The season of comfort eating is upon us, and what better way to cosy up than with a delicious, rib-sticking pie and a glass of perfectly matched wine?

Pies come in so many forms: meaty, saucy, full of vegetables and gravy, in crisp pastry or topped with creamy mashed potatoes. The wines you could drink with them are even more diverse, so how do you choose the perfect wine to match your pie?

Luckily we’ve been trying and testing some fabulous pies and wines for you (well, somebody had to do it!) and we’ve come up with the following winning combinations.

Steak and Ale Pie with French Cabernet Sauvignon

steak and ale pie

The melt-in-the-mouth chunks of beef in steak and ale pie require a fairly tannic red to match the strong flavours of the meat. Velvety and smooth, Chateau Gontier from Bordeaux is more than a match for steak and its fruitiness is a great match for the unctuous beer-tinged gravy.

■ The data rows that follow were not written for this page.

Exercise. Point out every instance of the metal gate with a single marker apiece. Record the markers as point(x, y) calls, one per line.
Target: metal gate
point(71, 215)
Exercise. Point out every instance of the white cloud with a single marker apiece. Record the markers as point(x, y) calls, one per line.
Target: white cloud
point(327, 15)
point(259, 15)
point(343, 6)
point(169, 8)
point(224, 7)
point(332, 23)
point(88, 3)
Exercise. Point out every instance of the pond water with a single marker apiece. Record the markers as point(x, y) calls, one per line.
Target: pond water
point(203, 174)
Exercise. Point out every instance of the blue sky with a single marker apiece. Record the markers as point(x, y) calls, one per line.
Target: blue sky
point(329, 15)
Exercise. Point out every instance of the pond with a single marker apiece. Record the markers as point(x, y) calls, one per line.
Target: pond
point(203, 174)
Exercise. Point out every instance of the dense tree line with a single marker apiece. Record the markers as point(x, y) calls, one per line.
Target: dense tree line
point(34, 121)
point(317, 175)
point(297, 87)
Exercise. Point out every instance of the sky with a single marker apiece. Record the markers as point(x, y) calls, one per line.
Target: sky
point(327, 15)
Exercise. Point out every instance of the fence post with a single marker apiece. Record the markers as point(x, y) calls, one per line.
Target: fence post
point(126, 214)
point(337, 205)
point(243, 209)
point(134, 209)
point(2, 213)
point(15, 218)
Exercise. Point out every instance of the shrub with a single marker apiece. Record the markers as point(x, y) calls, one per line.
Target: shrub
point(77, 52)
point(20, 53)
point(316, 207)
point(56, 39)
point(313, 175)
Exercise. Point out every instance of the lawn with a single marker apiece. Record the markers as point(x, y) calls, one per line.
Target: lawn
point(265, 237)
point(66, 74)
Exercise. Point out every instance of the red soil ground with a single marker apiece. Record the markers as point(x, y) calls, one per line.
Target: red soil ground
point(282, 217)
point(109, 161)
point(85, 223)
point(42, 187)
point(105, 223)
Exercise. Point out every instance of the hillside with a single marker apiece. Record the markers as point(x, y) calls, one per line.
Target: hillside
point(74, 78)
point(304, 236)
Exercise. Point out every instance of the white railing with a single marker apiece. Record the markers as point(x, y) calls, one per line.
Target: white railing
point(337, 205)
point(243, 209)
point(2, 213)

Fish Pie with South African Sauvignon Blanc

fish pie

Fish always benefits from a bit of zip and zing, whether it be from a squeeze of fresh lemon, or even better, a glass of crisp white wine. The Edgebaston Sauvignon from South Africa provides just the right hit of acidity as well as ripe tropical fruit flavours brought out by the South African sun that ripened the grapes (think fresh flavours of lime, pineapple and cape gooseberry).

Pork Pie with Cool Climate Pinot Noir

pork pie

Pork is often paired with white wines, but a light-bodied red with good acidity can cut through the rich fattiness of a pork pie to provide ideal refreshment. Pinot Noir grapes have delicate, thin skins, resulting in a light to medium bodied wine. The Wire Walker Pinot Noir is made from grapes grown at high altitude in the hills of Orange, New South Wales by expert winemaker Philip Shaw. Here, in cooler hillside vineyards, grapes are ripened to perfection without losing any of the refreshing acidity that gives the final wine its freshness.

Apple Pie with Late-Harvest White Wine


The best apple pies have a certain degree of tartness which can be nicely balanced with a good dollop of custard or Chantilly.  Late-harvest wines made from grapes that have been left on the vines well into autumn are also a balancing act of sweetness and acidity that is reminiscent of the sweet-sour flavours in a good apple pie. Our Magie d’Or Pacherenc du Vic Bilh from Gascony in the South West of France is made from the local Gros Manseng grape, and is sweet but has refreshing acidity. The locals also drink this with savoury foods such as goose liver pâté and blue cheese so why not try it with other sweet and savoury dishes like pear and stilton tart or goats cheese and red onion parcels.